Why would you fuck a vampire?

With the epidemic of teenage girls loosing their panties over the idea of a vampire lover, Twilight, multiple Vampire Animes etc...), the timeless question now in place is team Edward or team...that other guy. But lets face it, why would you want to screw any of these guys. Why would anyone want to fuck a vampire?

Logistics:
Cold: Vampires..they are cold. Not just cold. ICE Cold. the fact that you would even want one near you boggles the mind before anyone else. Did you ever look to your lover and say..."Hey baby , let's do it, but not where its warm...lets do it on Ice." Unless you work for a meat packaging company or the ice capades odds are this particular level of fetish has never come up for you.  Past that. Imagine the frost bite.

Biting: Look I have enjoyed a good nip here and there, but I can't see a valentines day card with "I want to suck your blood" Being quite the romance that most girls desire. I just can't see in the middle of a hard core passionate affair , your guy leaning over and removing a large chunk of your shoulder and slowly bleeding you out being that awesome experience. Not to be fair, depending on the lore, some say it add pleasure, some say that the vampire can heal it right afterwards..but.....Next time you hurt yourself...I mean really hurt yourself sit and ponder..Would this be fun during sex?

Hygene: Vampires, you know..No one talks about their cleaning habits. They don't eat, so they don't poo or anything else I suppose. Many of them live in dusty places with cobwebs everywere.  But doesn't this mean since they don't "Live" they don't really mantain? You don't see a lot of shower scenes in vampire flicks...he never takes the time to brush his teeth and go to the dentist does he? What about other things that might grow to live on a body like that? Does a vampire have to Manscape?

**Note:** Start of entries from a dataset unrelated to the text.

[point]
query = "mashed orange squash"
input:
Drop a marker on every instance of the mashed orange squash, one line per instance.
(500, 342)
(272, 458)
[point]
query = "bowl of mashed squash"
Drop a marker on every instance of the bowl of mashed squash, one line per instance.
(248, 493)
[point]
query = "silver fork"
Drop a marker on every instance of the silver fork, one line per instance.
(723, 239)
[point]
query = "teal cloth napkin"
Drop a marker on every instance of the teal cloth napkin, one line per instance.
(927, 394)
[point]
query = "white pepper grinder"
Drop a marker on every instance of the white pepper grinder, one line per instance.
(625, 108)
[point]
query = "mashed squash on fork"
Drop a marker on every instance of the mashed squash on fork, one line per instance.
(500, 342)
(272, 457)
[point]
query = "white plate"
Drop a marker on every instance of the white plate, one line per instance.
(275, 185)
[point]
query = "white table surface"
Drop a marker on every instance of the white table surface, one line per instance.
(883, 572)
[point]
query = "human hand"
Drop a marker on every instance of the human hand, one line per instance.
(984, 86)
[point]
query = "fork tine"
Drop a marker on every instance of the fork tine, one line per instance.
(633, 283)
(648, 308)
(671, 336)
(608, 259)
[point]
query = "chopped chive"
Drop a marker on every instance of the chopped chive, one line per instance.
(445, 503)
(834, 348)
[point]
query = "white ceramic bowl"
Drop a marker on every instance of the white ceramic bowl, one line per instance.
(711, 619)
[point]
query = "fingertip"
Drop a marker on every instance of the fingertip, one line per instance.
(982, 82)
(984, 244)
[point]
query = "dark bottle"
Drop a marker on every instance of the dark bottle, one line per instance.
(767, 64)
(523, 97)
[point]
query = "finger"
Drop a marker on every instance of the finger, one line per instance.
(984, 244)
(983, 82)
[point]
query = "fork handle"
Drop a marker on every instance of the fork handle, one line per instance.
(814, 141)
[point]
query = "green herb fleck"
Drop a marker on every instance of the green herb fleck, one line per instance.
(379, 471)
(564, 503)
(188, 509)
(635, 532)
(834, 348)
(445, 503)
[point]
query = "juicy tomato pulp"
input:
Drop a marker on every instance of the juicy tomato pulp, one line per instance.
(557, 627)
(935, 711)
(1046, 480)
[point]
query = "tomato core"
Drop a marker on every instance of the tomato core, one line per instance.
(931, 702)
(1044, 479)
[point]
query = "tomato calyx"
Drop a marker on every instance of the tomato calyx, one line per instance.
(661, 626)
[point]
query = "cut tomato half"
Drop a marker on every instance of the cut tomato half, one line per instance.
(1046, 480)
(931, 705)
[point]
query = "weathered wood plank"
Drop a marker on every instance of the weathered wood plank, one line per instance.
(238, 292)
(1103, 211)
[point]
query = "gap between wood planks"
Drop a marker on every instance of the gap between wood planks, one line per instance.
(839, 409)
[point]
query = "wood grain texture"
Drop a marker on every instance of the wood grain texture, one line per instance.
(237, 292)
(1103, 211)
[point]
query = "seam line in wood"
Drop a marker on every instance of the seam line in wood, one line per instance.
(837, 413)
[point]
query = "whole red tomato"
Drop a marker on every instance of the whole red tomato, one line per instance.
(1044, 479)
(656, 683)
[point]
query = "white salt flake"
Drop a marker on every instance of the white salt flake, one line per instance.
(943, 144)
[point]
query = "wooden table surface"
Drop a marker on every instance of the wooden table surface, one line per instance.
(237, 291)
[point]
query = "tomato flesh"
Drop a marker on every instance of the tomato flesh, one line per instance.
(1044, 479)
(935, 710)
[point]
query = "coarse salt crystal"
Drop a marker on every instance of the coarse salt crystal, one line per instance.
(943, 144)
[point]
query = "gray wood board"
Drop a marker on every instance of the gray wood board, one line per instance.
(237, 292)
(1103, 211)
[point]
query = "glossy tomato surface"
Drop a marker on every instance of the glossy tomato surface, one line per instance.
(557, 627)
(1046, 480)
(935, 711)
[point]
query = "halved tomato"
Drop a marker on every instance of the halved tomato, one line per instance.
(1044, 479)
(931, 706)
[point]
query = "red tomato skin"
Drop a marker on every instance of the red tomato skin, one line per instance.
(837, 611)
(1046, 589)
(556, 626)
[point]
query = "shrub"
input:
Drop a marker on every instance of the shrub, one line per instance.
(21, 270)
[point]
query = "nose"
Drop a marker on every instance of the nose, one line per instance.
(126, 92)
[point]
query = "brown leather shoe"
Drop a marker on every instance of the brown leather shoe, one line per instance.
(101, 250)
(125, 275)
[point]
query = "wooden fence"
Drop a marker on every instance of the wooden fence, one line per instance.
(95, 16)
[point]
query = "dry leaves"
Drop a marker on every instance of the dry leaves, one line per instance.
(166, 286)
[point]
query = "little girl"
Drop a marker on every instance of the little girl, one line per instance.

Jizz?:What exactly comes out when they are "enjoying themselves" As a lot of lore says blood is their tears..I really don't want to think of what horrible concoction might come out of the undead in the midst of orgasm.

All and all I think that I would not want to do a vampire, and when it comes down to why would anyone else. Even though Hollywood is teaching us to glamourize these teenage blood-sucking bastards of the undead....I really think you should take the immortal words of our generation and "Just say no." If you don't, as twilight teaches us, you end up a married undead chick with a baby that a werewolf "marks" as his own right after highschool. You really don't want that do you?